С обоими вновь прибывшими Денис Давыдов встречался ранее. Гладкого, осанистого
Савари, затянутого в лазоревый с серебром флигель-адъютантский мундир, с
холеным бесстрастным лицом и маленькими колючими, как бы ощупывающими все
вокруг себя глазками, он неоднократно видел в свите Наполеона в Тильзите.

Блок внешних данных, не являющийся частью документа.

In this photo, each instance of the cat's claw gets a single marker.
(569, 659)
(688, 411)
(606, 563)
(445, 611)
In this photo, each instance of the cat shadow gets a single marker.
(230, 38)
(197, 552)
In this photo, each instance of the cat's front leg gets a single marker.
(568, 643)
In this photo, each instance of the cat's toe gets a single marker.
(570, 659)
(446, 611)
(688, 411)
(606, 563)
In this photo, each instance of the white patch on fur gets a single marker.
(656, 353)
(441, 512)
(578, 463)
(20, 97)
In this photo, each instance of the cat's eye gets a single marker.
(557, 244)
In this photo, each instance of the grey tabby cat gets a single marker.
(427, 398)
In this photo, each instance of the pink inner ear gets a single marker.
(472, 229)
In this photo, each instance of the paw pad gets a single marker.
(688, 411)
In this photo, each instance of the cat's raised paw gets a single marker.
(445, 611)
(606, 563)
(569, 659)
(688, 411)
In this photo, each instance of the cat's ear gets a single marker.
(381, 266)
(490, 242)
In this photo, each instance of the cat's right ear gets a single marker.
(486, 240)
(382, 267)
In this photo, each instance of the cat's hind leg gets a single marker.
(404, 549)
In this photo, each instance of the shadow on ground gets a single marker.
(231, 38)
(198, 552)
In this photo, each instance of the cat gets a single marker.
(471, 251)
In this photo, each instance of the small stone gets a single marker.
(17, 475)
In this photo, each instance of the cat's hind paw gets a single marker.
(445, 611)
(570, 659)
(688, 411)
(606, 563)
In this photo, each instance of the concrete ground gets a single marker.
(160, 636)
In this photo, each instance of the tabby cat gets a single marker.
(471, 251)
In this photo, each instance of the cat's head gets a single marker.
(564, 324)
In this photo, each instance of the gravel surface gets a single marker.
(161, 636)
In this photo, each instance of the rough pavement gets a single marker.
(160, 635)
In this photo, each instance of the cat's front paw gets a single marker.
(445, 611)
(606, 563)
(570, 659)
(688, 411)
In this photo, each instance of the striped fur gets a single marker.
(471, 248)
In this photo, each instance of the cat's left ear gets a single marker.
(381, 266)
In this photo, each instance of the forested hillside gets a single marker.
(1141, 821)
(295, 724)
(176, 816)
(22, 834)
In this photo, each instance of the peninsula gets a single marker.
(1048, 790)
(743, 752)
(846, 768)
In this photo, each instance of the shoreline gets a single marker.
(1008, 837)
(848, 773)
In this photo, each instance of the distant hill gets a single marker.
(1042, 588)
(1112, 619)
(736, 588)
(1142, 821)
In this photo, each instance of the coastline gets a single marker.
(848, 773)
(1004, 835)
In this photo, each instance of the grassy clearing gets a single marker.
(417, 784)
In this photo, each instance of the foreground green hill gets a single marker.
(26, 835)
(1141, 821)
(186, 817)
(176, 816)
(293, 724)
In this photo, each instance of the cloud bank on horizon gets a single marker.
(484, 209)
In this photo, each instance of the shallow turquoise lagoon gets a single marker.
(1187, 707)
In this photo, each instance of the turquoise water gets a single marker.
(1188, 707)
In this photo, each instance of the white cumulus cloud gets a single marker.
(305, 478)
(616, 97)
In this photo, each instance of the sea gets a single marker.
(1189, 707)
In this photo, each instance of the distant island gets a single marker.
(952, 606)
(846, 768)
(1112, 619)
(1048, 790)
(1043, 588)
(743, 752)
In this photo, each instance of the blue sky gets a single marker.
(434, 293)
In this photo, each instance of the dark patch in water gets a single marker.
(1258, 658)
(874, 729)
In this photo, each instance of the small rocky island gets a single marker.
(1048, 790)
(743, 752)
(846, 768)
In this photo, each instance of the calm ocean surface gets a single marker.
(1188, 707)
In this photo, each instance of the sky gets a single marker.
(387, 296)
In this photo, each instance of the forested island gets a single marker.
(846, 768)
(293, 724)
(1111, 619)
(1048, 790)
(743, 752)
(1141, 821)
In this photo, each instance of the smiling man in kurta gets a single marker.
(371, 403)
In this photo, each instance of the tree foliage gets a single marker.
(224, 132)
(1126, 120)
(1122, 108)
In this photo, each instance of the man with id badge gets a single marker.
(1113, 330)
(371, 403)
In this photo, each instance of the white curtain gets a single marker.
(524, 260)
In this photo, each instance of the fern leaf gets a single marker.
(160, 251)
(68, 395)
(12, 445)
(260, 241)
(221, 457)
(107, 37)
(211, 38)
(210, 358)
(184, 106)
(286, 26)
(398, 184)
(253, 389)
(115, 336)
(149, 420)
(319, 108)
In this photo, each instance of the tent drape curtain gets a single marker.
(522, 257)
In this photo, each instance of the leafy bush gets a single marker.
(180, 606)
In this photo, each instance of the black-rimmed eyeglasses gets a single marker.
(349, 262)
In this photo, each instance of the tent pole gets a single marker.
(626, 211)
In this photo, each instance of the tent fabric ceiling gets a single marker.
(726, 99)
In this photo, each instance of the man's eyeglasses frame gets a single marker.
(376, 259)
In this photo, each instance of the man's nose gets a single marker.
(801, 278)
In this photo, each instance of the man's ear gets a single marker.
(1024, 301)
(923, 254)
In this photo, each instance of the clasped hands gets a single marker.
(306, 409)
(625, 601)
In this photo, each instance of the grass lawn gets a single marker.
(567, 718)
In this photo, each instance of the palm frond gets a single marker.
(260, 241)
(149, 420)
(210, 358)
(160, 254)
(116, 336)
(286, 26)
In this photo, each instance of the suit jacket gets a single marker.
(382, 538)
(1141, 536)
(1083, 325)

С сэром же Вильсоном был знаком короче. Его миловидное, почти женски-лукавое
лицо с ласкающим и одновременно пронизывающим взглядом неизменно возникало
перед ним в последнюю кампанию при всяком посещении главной квартиры императора
Александра I, где англичанин пребывал в должности военного агента почти
безотлучно.
Даже не посвященному в тонкости хитроумной международной политики Давыдову было
ясно, как божий день, что обер-полицмейстер Наполеона послан в Петербург с
главною целью пробить дипломатическую брешь в глухой стене неприязни и
отчуждения, которую, несмотря на лучезарную встречу двух императоров, упрямо и
своевольно продолжало возводить меж Россией и Францией высшее столичное
общество. А миловидный английский полковник, спешно прибывший сюда с какими-то
правительственными депешами, своею первейшею заботою почитает решительно
воспрепятствовать этому и свести на нет все усилия и ухищрения Бонапартова
посланца.
Началось с того, как сказывали, что государь принял на Каменном острове
поочередно обоих конкурентов с совершенно одинаковым вниманием и дружественным
расположением. Тем самым шансы противникам были даны как бы равные.